We agreed with Andrew Jones of GoCardless that data contracts are all the rage. What wonderful benefits unlock when we shift responsibility to the left? Those who generate the data are responsible for it. So if a software engineer creates data, it should exist in places where they expect to work, like GitHub.
Data Doc Tom Redman stopped by to diagnose what’s broken and why we go in data circles. The doctor prescribed one remedy to a glaring malady: the vast majority of data management is being done by people without “data” in their titles. They’re marketing, ops, finance - they’re doing the work of confirming the data but they’re untrained, unsupported, and trying to live through the day. Let’s get these people some training! Plus, let’s get technical debt under control. Doctor’s orders.
We journeyed to the lakehouse with Ari Kaplan, the Head of Evangelism at Databricks. The lakehouse is a single approach to governance across both data modes: structured and unstructured. It’s critical that data teams talk to each other. Pull up a chair to the bonfire, roast a marshmallow, make some s’mores, and enjoy the collaboration at the lakehouse!
On AI
With Jon Cooke, founder of Dataception, we explored the impact of generative AI and data products on business value.
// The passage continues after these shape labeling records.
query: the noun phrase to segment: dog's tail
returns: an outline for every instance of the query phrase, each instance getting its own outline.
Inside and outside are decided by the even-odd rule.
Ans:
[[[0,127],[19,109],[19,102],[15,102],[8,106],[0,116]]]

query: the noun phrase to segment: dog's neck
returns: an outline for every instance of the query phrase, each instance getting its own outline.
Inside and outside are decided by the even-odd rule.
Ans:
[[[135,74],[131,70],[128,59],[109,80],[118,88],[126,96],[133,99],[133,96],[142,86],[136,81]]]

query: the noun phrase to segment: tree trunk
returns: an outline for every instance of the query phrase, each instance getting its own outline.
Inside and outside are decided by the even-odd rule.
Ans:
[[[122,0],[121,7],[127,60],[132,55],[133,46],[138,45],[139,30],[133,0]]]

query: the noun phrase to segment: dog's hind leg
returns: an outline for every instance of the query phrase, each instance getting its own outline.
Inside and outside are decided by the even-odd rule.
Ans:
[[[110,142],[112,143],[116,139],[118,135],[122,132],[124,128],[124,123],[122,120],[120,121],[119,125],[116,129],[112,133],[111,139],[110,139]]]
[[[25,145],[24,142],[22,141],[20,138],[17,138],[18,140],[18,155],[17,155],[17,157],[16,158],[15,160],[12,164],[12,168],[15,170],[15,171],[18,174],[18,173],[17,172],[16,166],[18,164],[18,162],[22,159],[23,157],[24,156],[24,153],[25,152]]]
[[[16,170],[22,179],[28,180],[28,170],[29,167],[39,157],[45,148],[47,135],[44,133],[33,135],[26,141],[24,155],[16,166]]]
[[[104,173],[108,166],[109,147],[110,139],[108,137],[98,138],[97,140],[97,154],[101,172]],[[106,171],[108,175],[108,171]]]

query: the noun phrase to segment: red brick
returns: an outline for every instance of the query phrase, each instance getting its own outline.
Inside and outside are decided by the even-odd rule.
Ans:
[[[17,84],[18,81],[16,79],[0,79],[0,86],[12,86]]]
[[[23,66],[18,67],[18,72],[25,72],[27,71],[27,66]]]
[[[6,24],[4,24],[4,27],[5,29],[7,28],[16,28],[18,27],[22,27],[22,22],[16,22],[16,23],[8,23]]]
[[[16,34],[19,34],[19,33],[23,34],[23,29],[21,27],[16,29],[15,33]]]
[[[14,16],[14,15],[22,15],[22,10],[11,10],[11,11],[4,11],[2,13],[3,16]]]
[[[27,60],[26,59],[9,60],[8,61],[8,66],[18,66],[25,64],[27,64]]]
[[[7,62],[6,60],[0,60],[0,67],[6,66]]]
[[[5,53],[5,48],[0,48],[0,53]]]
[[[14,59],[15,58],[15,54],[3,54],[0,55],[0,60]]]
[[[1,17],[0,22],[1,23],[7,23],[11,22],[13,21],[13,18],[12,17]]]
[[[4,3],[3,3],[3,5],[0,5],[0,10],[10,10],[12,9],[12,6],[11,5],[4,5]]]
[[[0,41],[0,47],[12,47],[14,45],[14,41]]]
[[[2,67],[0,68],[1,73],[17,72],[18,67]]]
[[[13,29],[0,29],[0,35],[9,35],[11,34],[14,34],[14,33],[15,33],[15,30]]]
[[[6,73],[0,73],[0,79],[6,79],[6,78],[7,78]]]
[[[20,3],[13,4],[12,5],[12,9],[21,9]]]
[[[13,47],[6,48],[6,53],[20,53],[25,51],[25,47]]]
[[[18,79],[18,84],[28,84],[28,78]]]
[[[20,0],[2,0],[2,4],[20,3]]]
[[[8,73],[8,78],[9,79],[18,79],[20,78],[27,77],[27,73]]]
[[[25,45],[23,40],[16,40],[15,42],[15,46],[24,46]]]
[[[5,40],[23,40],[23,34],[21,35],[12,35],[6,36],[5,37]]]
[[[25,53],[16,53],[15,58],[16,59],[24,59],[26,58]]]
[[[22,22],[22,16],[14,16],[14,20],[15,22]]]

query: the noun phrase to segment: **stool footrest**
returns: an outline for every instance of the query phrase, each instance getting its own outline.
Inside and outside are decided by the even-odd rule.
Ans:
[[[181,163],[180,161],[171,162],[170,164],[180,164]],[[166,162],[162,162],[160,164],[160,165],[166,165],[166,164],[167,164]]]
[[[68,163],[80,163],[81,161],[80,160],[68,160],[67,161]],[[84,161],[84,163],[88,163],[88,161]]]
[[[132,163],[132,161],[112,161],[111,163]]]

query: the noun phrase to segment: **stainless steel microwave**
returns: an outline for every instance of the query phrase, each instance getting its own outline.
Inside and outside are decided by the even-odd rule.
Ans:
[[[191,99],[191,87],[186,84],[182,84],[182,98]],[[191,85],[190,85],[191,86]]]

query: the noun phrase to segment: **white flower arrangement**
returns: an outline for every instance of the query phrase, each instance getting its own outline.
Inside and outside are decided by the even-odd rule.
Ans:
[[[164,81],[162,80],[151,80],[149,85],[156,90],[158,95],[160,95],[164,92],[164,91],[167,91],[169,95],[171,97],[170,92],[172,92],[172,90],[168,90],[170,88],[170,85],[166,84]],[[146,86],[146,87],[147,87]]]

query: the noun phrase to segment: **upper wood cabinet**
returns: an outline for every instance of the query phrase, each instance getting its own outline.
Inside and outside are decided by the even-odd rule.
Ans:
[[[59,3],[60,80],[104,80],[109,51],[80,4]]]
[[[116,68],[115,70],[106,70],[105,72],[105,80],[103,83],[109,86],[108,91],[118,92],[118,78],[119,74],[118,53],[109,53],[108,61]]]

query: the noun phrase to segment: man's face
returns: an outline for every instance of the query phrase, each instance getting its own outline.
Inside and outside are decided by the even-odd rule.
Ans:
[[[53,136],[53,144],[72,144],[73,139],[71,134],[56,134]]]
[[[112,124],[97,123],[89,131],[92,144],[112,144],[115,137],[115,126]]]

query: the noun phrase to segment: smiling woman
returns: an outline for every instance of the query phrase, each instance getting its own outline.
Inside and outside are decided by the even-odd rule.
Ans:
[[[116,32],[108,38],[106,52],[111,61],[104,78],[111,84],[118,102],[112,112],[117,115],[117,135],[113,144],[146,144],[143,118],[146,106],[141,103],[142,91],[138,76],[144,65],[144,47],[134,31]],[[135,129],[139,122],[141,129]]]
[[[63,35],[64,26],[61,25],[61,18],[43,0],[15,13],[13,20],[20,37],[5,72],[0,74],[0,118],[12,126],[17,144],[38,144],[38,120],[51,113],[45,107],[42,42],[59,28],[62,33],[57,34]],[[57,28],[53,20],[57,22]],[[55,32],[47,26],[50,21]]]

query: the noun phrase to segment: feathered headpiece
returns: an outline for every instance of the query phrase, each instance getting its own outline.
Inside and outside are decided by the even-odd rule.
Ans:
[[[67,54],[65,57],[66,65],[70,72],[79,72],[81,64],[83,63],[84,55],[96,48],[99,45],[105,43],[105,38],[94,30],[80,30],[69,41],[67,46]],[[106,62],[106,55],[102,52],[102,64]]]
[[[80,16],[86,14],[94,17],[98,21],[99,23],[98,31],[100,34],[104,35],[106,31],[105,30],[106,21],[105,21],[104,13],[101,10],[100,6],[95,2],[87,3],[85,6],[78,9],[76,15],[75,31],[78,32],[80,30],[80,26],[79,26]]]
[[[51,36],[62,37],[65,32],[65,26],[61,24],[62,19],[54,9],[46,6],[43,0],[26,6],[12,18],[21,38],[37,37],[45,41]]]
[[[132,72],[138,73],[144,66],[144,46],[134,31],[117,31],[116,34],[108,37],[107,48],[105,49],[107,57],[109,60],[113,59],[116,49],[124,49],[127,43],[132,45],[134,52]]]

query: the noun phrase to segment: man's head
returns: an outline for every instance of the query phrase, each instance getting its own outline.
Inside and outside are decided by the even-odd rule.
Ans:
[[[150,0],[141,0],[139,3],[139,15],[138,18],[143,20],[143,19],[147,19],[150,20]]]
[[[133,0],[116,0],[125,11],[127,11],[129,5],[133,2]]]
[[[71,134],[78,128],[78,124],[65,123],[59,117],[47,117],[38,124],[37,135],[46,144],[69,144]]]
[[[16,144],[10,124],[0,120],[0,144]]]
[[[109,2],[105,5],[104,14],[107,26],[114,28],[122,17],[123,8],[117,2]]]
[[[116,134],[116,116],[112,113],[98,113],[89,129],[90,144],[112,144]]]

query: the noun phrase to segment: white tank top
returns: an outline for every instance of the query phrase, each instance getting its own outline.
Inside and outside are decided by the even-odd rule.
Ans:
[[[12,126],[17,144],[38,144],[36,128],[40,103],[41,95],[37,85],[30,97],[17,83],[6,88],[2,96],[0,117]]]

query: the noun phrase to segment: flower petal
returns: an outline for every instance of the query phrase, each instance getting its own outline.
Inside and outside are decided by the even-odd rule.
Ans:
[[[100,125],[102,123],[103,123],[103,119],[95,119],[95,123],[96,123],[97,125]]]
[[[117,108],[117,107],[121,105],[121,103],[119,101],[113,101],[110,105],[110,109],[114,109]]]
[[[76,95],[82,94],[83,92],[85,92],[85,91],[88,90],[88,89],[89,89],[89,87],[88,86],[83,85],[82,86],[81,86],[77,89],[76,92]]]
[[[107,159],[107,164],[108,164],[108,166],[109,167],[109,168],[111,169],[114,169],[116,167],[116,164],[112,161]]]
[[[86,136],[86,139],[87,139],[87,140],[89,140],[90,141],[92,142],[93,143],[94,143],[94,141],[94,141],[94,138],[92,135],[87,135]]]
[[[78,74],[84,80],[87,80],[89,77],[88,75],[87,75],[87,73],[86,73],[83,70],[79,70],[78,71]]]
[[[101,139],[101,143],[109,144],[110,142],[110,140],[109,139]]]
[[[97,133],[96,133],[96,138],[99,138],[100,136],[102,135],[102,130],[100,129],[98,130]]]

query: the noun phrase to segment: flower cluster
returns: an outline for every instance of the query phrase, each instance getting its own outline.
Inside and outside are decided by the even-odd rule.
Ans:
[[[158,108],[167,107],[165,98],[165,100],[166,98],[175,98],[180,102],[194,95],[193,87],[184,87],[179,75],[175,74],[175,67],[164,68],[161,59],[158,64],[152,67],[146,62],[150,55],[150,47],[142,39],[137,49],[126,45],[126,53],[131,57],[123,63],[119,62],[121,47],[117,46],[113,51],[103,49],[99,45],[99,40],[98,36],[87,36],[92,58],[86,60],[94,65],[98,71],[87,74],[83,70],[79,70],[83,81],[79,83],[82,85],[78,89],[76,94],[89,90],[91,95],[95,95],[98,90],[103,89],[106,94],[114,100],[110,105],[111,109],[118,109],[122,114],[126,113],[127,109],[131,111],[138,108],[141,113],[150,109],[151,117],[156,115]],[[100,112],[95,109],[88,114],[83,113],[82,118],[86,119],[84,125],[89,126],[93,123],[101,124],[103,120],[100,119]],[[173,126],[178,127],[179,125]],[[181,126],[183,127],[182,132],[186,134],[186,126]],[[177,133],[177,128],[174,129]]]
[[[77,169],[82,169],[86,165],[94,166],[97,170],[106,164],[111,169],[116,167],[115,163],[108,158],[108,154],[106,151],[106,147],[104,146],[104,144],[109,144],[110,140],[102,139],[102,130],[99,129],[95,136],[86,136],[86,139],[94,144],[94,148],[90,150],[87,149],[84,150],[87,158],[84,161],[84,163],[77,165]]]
He set the expectation that very few companies nail software product management, so it’s unlikely to ever truly nail data product management. That means set expectations accordingly! And start with the business problem first (if you start with data first, you’ll lose people).
We spoke with Mike Dillinger about how the “LLM is the API for humans.” While LLMs are great for language, Knowledge Graphs are required for reasoning and coherence. And currently, we’re underusing Knowledge Graphs, because they’re not just for Retrieval Augmented Generation (RAG). They help with model training in the first place. In other words, they add “adult supervision” to the process of LLM responses.
And we would be remiss not to include our chat with Dean Allemang, co-author of the 2023 data benchmark report on LLM accuracy and Knowledge Graphs. Enterprises must treat the business context and semantics as a first-class citizen. In this conversation, we make the case for why.
Final thoughts
This season’s guests offered a multifaceted view of the data landscape. We reconfirmed the importance of aligning data strategies with business goals. We talked about data culture and data fluency: the good, the bad, the not-data-driven. We celebrated the potential of emerging technologies in AI. As we continue to navigate the complex world of data, we’re grateful for the experts who are helping to steer this ship into the future. See you in Season 7!